Bürgermeister Fedoruk hob hervor, dass während der Regierungszeit des vorletzten österreichischen Kaisers Czernowitz als urbanes und kulturelles Zentrum mit einer überregionalen Bedeutung entstand. Die gesamte Infrastruktur wurde damals geschaffen. So wurde 1875 eine Universität mit deutscher Unterrichtssprache gegründet. Sie besaß eine Bibliothek mit 50.000 Bänden, 1892/1893 unterrichteten vierzig Professoren 281 Studierende. Kirchen und Synagogen wurden errichtet, ein Obergymnasium, eine Oberrealschule, eine Staatsgewerbeschule, Lehrer- und Lehrerinnenbildungsanstalt und eine landwirtschaftliche Lehranstalt gegründet. Es war die Blütezeit von Czernowitz – für Deutsche, Ukrainer, Rumänen, Polen, Ruthenen und Juden.

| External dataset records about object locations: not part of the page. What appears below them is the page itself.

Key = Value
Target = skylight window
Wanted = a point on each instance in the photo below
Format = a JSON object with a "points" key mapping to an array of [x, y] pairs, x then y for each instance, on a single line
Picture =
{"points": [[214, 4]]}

Jazenjuk betonte, dass dieses Denkmal – fern von nostalgischem Monarchismus – daran erinnern möge, dass die Ukraine eine stolze Geschichte habe, auch als Bestandteil anderer Reiche. Man wolle im osteuropäischen Raum eine „führende Rolle“ spielen.

1774 wurde die Bukowina von Österreich besetzt und 1775 offiziell Teil der Habsburgermonarchie, 1918 kam sie zu Polen. Nach einem Monat von Rumänien annektiert, hieß die Stadt nun Cern?u?i. 1940 besetzte die UdSSR das Gebiet, von 1941 bis 1944 war es wieder rumänisch, dann bis 1991 neuerlich sowjetisch. Seit 1991 ist die Stadt (nun Tscherniwzi) ukrainisch. hws

("Die Presse", Print-Ausgabe, 21.11.2009)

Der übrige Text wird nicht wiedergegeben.